慢性疲労症候群とは、CFSとも言われ、日常生活が送れないほどの重度の疲労感が長期間続く状態をいいます。身体的、精神的原因ともに解明されていません。病的な疲労感はいくら休息をとってもほとんど、あるいは全く改善しないのが特徴で、症状は風邪と似ていて、のどの痛み、筋肉痛、関節痛などがあり、集中力が低下し、強い疲労が何カ月も続きます。ときには短期間ですが記憶がなくなることもあります。重度の場合には、身の回りのことも出来ず、日常生活に介助が必要で、終日就床を必要とするということもあります。慢性疲労症候群の診断を確定できる検査法はなく、甲状腺疾患、精神病、アルコール依存症など、同様の症状が現れる病気を除外するために検査・診断する必要があります。 慢性疲労症候群の診断が下せるのは、薬の副作用も含め、この疲労感を説明できる明らかな原因が見つからなかった場合に限られます。

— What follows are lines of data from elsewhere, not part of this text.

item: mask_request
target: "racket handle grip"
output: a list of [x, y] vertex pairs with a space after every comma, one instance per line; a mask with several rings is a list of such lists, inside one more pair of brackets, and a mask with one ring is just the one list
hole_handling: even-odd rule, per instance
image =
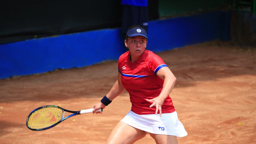
[[[91, 108], [90, 109], [81, 110], [80, 111], [80, 114], [86, 114], [87, 113], [92, 113], [92, 111], [94, 110], [94, 108]], [[102, 112], [103, 110], [102, 108], [101, 108], [99, 110], [96, 111], [96, 112]]]

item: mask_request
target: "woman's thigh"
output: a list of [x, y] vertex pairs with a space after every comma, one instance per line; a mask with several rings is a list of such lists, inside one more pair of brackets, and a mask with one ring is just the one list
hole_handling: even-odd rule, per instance
[[177, 137], [170, 135], [154, 134], [149, 133], [156, 144], [178, 144]]
[[119, 122], [112, 130], [106, 143], [133, 144], [146, 135], [146, 132]]

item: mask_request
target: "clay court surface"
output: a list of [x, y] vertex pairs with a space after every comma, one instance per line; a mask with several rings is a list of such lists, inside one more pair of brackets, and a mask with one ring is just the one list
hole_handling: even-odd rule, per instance
[[[256, 49], [217, 41], [156, 53], [177, 79], [170, 96], [188, 133], [179, 144], [256, 143]], [[42, 131], [29, 130], [26, 121], [44, 105], [90, 108], [117, 74], [117, 62], [108, 61], [0, 80], [0, 143], [105, 143], [130, 109], [126, 91], [101, 114], [75, 116]], [[135, 143], [154, 143], [149, 135]]]

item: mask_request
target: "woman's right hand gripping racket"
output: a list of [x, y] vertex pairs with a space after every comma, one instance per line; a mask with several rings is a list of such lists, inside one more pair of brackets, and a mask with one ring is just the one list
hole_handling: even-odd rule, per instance
[[[38, 107], [32, 111], [27, 118], [27, 127], [32, 130], [42, 130], [49, 129], [61, 122], [74, 116], [92, 113], [94, 108], [71, 111], [55, 106], [46, 106]], [[102, 111], [102, 109], [97, 111]], [[63, 118], [65, 112], [73, 113]]]

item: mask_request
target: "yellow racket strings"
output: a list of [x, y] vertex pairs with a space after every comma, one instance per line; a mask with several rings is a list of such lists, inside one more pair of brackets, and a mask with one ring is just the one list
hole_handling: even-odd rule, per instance
[[63, 114], [62, 110], [57, 107], [43, 107], [35, 111], [30, 115], [28, 126], [34, 129], [47, 128], [59, 121]]

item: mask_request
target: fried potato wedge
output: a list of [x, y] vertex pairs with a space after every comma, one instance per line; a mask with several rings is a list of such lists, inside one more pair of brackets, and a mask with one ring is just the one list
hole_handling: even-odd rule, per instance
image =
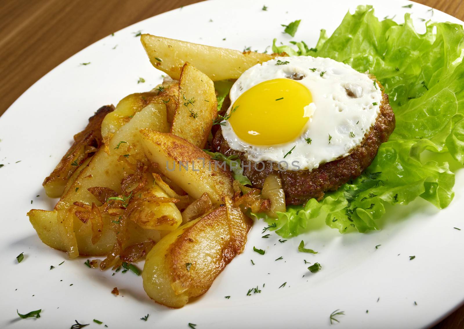
[[218, 116], [214, 84], [204, 73], [186, 63], [179, 89], [179, 101], [171, 133], [203, 149]]
[[[61, 237], [60, 224], [58, 223], [58, 211], [51, 211], [32, 209], [27, 213], [29, 221], [37, 235], [45, 244], [54, 249], [62, 251], [68, 251], [69, 246]], [[112, 230], [104, 229], [98, 241], [92, 243], [92, 230], [90, 225], [80, 225], [77, 222], [74, 226], [76, 230], [76, 239], [77, 241], [79, 253], [81, 256], [103, 256], [111, 250], [116, 239], [116, 234]], [[105, 225], [113, 225], [107, 222]], [[159, 231], [144, 229], [135, 224], [129, 225], [127, 229], [129, 232], [130, 239], [127, 244], [134, 244], [146, 241], [159, 241], [161, 238]]]
[[101, 136], [103, 136], [103, 141], [107, 142], [112, 134], [129, 122], [135, 113], [148, 104], [169, 104], [172, 112], [172, 108], [175, 107], [177, 95], [179, 94], [177, 83], [173, 82], [172, 84], [175, 85], [174, 88], [168, 90], [171, 92], [177, 92], [174, 95], [174, 98], [161, 88], [160, 89], [163, 91], [162, 93], [159, 90], [154, 89], [146, 93], [131, 94], [120, 101], [115, 110], [107, 115], [102, 122]]
[[89, 118], [85, 128], [74, 135], [74, 142], [42, 185], [47, 195], [59, 197], [73, 173], [91, 156], [102, 144], [102, 122], [114, 109], [112, 105], [103, 106]]
[[32, 209], [27, 213], [27, 215], [42, 242], [54, 249], [66, 251], [66, 246], [63, 243], [58, 229], [56, 210], [47, 211]]
[[99, 149], [55, 206], [57, 229], [61, 238], [63, 249], [68, 252], [70, 257], [76, 257], [79, 254], [105, 254], [111, 250], [116, 236], [110, 228], [111, 221], [103, 218], [102, 235], [99, 241], [94, 244], [91, 241], [90, 221], [83, 222], [76, 216], [71, 207], [76, 202], [87, 205], [98, 202], [88, 190], [93, 187], [103, 187], [121, 193], [121, 180], [127, 164], [118, 159], [121, 156], [126, 155], [129, 159], [140, 158], [146, 161], [139, 141], [139, 131], [144, 128], [168, 131], [164, 104], [147, 106], [116, 132], [109, 141], [109, 154], [103, 147]]
[[183, 306], [205, 293], [226, 266], [241, 253], [251, 227], [230, 202], [163, 238], [147, 255], [143, 288], [155, 302]]
[[216, 205], [232, 198], [232, 179], [203, 151], [171, 133], [142, 129], [145, 155], [161, 173], [195, 199], [204, 193]]
[[178, 80], [186, 62], [213, 81], [217, 81], [237, 79], [251, 66], [277, 56], [254, 51], [242, 52], [150, 34], [142, 34], [140, 40], [152, 64]]

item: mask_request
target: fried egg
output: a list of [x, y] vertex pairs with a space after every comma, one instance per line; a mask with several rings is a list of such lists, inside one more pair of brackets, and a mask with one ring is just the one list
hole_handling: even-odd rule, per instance
[[294, 56], [250, 68], [229, 96], [221, 127], [229, 147], [296, 171], [347, 156], [375, 124], [382, 93], [346, 64]]

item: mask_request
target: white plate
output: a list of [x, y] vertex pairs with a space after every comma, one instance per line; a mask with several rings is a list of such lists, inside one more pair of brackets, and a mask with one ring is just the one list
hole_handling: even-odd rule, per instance
[[[340, 328], [420, 328], [461, 303], [464, 229], [464, 229], [461, 171], [448, 208], [438, 211], [418, 200], [408, 206], [389, 209], [380, 231], [341, 235], [321, 224], [309, 234], [281, 243], [274, 233], [262, 239], [264, 225], [256, 223], [243, 254], [226, 267], [205, 295], [180, 310], [153, 303], [143, 291], [142, 278], [131, 272], [111, 276], [110, 271], [85, 266], [86, 259], [68, 259], [65, 253], [40, 242], [26, 215], [30, 208], [51, 209], [54, 205], [56, 200], [46, 197], [42, 182], [68, 148], [72, 134], [84, 127], [95, 111], [161, 81], [161, 72], [150, 65], [135, 32], [142, 30], [240, 50], [251, 46], [262, 51], [274, 38], [284, 43], [290, 40], [282, 33], [280, 24], [301, 19], [296, 39], [311, 45], [321, 28], [331, 33], [348, 9], [352, 13], [360, 2], [201, 2], [104, 38], [26, 91], [0, 118], [0, 163], [5, 164], [0, 169], [0, 327], [66, 328], [75, 319], [90, 323], [88, 328], [102, 327], [92, 322], [97, 319], [110, 328], [187, 328], [189, 323], [198, 329], [321, 328], [330, 326], [329, 315], [340, 309], [345, 312], [335, 325]], [[415, 3], [408, 9], [402, 6], [413, 3], [374, 2], [379, 17], [396, 14], [399, 22], [406, 12], [416, 18], [431, 17], [428, 7]], [[261, 10], [263, 4], [267, 11]], [[437, 10], [432, 18], [462, 24]], [[146, 82], [137, 84], [139, 77]], [[302, 239], [319, 253], [297, 252]], [[376, 249], [377, 245], [381, 246]], [[253, 246], [265, 249], [265, 255], [254, 253]], [[15, 257], [22, 252], [25, 259], [18, 264]], [[410, 260], [412, 255], [416, 258]], [[274, 260], [280, 256], [284, 259]], [[304, 259], [320, 263], [322, 270], [309, 273]], [[51, 270], [51, 265], [55, 268]], [[284, 282], [286, 285], [279, 289]], [[261, 293], [247, 296], [248, 290], [257, 285]], [[110, 293], [114, 287], [121, 292], [117, 297]], [[22, 313], [42, 309], [42, 316], [20, 320], [17, 309]], [[140, 319], [147, 314], [147, 322]]]

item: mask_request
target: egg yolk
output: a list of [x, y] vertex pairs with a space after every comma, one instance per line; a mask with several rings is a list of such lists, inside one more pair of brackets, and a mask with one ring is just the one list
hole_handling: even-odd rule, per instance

厚生労働省の診断基準では、最低要件として「他の病気による物で無い事」「6ヶ月以上にわたる症状の持続」として診断されます。発症が急である場合、数ヶ月から数年である程度症状が改善することが多いのですが、十年〜数十年もの長い期間治癒しないケースも多く、ベッドから出られず寝たきりの状態がずっと続いている患者さんもいます。早期治療を受けた場合は予後が良く、治療を受けないで自然治癒する患者は少ない。うつ病や気分変調障害を合併すると長引く傾向があります。

慢性疲労症候群の治療

診断は、日本では厚生労働省がアメリカにならって診断基準をだしていますが、アメリカの診断基準はいまだに論議をよんでいて、その症状が他の病気によるものではなく、CFSだけによるものであると判 断するのは非常にに難しく、今のところ、はっきりした治療法がないという状態です。よって、患者個々に応じた対症療法を実施することになります。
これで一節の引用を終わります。